UAVs demonstrate collision avoidance & speed in DARPA FLA program
ARLINGTON, Va. Defense Advanced Research Projects Agency (DARPA) engineers completed the first flight data collection with the common quadcopter unmanned aerial vehicle (UAV) platform for the Fast Lightweight Autonomy (FLA) program at the Otis Air National Guard Base, Cape Cod in Massachusetts. Officials deemed the demonstration a success because the quadcopters were able to edge their way around obstacles and achieve their target speeds of 20 meters per second.

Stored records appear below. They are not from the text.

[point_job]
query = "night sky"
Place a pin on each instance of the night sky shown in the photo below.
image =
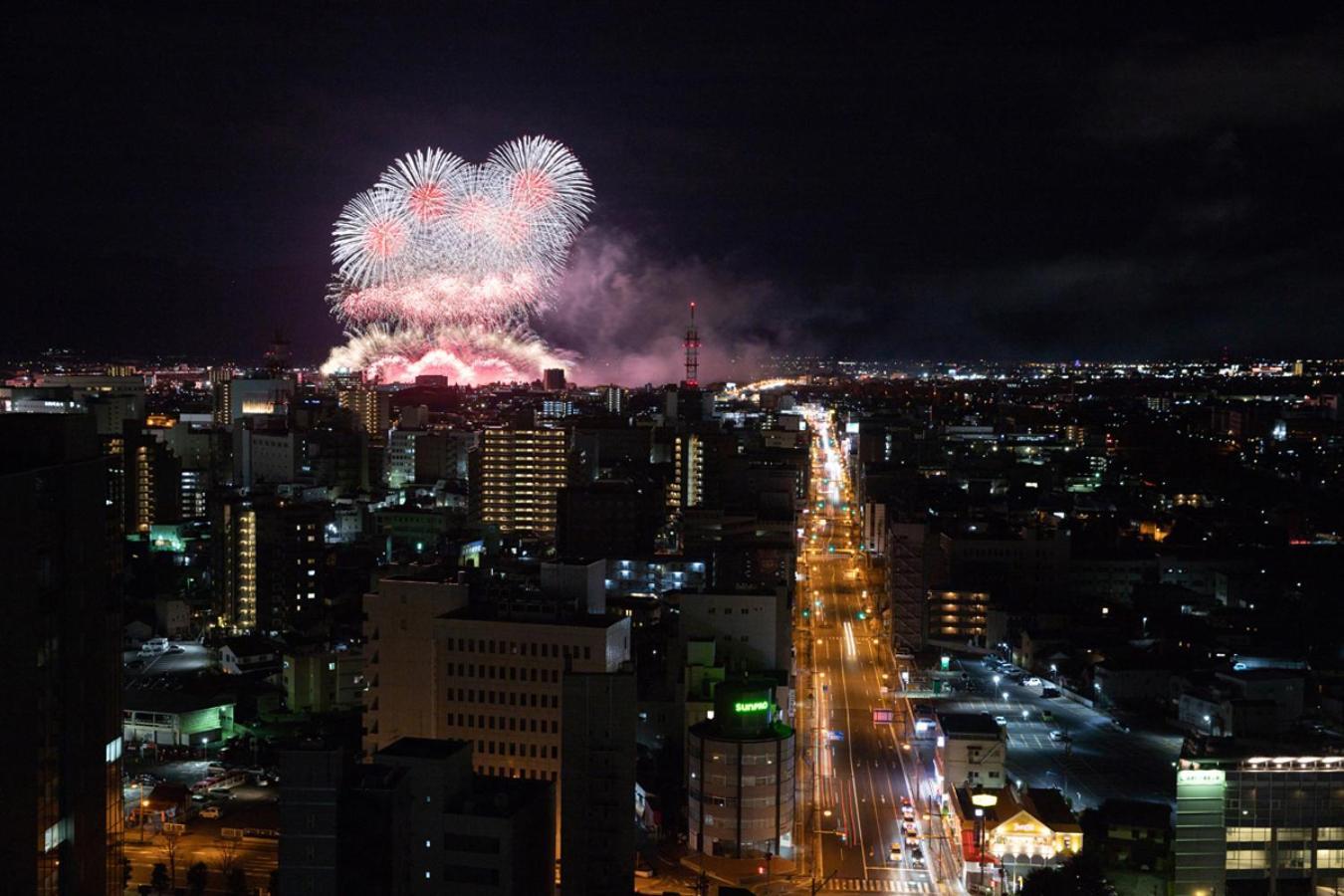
(984, 181)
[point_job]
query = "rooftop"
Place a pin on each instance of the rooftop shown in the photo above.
(970, 724)
(490, 612)
(423, 749)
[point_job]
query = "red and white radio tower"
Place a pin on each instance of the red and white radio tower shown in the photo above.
(692, 352)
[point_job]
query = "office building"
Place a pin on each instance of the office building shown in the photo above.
(371, 407)
(517, 479)
(972, 750)
(1259, 817)
(414, 821)
(502, 683)
(323, 680)
(959, 617)
(62, 829)
(597, 777)
(740, 799)
(405, 691)
(607, 519)
(238, 398)
(750, 629)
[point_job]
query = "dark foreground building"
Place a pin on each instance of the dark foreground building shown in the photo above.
(62, 825)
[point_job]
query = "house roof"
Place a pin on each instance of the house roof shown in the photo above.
(970, 724)
(1136, 813)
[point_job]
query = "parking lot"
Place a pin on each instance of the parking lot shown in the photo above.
(184, 657)
(1098, 761)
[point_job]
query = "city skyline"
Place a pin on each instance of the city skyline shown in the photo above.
(674, 449)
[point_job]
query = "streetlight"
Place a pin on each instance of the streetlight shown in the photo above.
(983, 799)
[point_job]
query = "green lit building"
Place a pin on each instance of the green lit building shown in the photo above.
(1259, 818)
(741, 774)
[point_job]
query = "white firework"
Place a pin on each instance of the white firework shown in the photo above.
(371, 242)
(441, 253)
(426, 181)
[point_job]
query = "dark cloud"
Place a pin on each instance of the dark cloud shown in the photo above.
(883, 181)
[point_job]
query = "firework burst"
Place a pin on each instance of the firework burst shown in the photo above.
(445, 250)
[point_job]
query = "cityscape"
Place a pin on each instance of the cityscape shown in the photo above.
(523, 526)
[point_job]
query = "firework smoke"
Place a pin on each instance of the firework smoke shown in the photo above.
(442, 262)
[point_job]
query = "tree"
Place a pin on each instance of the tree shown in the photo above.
(1079, 875)
(158, 876)
(169, 849)
(237, 883)
(198, 877)
(226, 858)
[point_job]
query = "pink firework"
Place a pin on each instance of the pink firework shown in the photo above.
(441, 253)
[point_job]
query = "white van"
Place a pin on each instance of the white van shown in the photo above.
(154, 645)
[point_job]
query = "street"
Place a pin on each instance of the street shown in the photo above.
(1099, 762)
(856, 770)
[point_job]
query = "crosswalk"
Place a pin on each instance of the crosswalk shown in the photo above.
(876, 885)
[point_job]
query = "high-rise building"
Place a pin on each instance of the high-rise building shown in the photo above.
(234, 563)
(400, 653)
(517, 477)
(609, 519)
(959, 615)
(1259, 817)
(371, 407)
(613, 396)
(503, 683)
(62, 826)
(152, 476)
(413, 821)
(687, 488)
(597, 777)
(741, 776)
(246, 396)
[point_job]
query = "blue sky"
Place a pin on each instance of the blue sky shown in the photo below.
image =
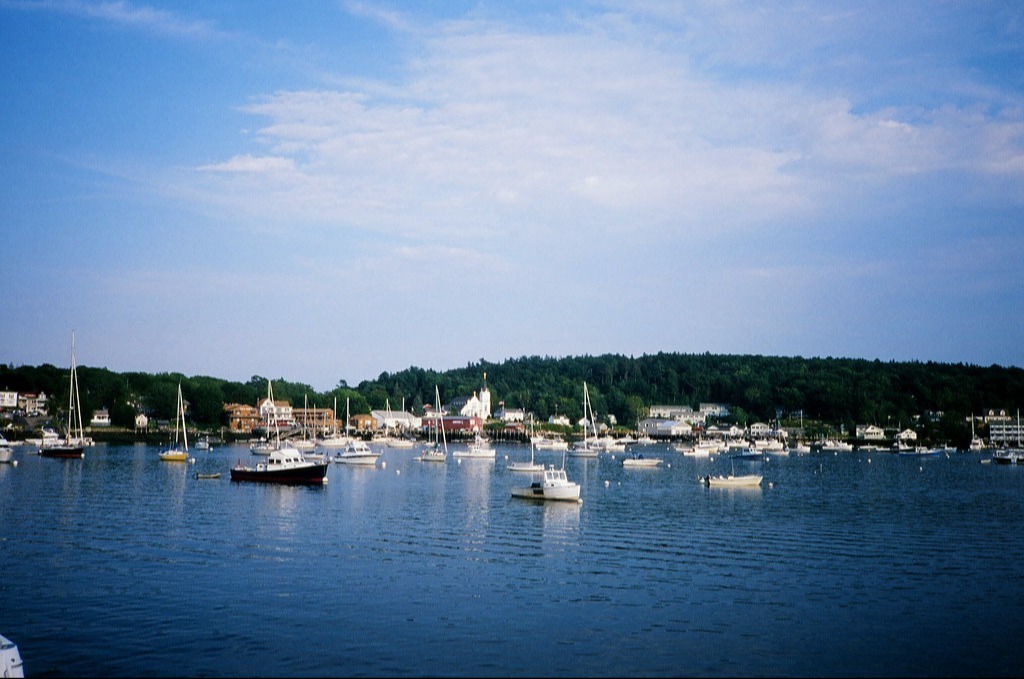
(328, 191)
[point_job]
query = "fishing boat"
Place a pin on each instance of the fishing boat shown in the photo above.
(742, 480)
(10, 659)
(284, 464)
(178, 451)
(555, 485)
(73, 444)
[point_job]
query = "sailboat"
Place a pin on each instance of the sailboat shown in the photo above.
(976, 441)
(395, 440)
(436, 452)
(74, 442)
(305, 443)
(587, 448)
(532, 465)
(178, 452)
(334, 439)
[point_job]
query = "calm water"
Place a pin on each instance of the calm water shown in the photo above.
(855, 564)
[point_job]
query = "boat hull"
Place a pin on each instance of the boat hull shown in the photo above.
(732, 481)
(62, 452)
(536, 492)
(310, 474)
(174, 456)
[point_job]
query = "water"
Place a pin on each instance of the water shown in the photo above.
(850, 564)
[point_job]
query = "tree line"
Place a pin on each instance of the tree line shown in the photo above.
(833, 392)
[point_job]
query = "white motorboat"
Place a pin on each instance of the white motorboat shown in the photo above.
(10, 659)
(549, 443)
(284, 465)
(638, 461)
(743, 480)
(554, 485)
(357, 452)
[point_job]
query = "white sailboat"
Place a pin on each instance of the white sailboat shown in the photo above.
(587, 448)
(74, 441)
(478, 448)
(178, 451)
(335, 439)
(305, 443)
(532, 465)
(437, 451)
(554, 485)
(976, 441)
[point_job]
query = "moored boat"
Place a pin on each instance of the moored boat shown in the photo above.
(10, 659)
(743, 480)
(357, 452)
(284, 465)
(554, 485)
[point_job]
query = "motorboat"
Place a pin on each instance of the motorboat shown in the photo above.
(638, 461)
(554, 485)
(10, 659)
(357, 452)
(743, 480)
(283, 465)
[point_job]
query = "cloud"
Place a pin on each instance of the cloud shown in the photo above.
(598, 121)
(125, 14)
(251, 164)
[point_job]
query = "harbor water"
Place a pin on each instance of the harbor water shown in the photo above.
(839, 564)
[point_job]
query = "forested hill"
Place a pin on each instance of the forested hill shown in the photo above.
(842, 391)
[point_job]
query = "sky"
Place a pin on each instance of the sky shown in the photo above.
(324, 192)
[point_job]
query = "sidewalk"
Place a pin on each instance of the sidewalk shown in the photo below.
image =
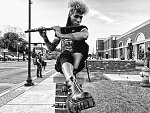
(107, 93)
(34, 99)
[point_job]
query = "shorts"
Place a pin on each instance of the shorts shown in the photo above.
(66, 56)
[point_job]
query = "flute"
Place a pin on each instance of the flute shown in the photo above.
(64, 30)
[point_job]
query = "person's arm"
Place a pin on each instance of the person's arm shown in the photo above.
(82, 35)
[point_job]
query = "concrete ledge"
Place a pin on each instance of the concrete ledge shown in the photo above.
(111, 65)
(60, 78)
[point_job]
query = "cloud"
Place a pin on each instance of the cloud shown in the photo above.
(97, 14)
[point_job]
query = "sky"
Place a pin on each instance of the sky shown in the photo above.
(105, 17)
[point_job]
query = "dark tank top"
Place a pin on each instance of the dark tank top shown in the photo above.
(68, 44)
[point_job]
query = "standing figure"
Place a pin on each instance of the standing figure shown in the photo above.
(39, 65)
(74, 48)
(147, 57)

During testing, engineers also demonstrated initial autonomous capabilities that included collision avoidance, such as “seeing” obstacles and flying around them at slow speed unaided by remote control.
The test was performed by three DARPA teams in an aircraft hangar that was transformed into a warehouse setting with simulated walls, boxes, and other obstacles to test flight agility and speed. The test run also resulted in several crashes. The three performing teams were Draper, teamed with the Massachusetts Institute of Technology; University of Pennsylvania; and Scientific Systems Company, Inc. (SSCI), teamed with AeroVironment.
The purpose of the FLA program is to develop and test algorithms that could reduce the amount of processing power, communications, and human intervention needed for unmanned aerial vehicles (UAVs) to accomplish low-level tasks, such as navigation around obstacles in a cluttered environment.
The technology used in the program could be useful in addressing surveillance shortfalls within the military, officials say. The quadcopters could potentially know what’s going on inside an unstable building.
The program seeks to develop and demonstrate autonomous UAVs that can fit through an open window and able to fly at speeds up to 20 meters per second, while avoiding objects independent of communication with outside operators or sensors.
"The challenge for the teams now is to advance the algorithms and onboard computational efficiency to extend the UAVs’ perception range and compensate for the vehicles’ mass to make extremely tight turns and abrupt maneuvers at high speeds.” says Mark Micire, DARPA program manager. "What makes the FLA program so challenging is finding the sweetspot of a small size, weight, and power air vehicle with limited onboard computing power to perform a complex mission completely autonomously.”
The warehouse venue will be formatted with more complicated obstacles as the program continues to test its UAVs.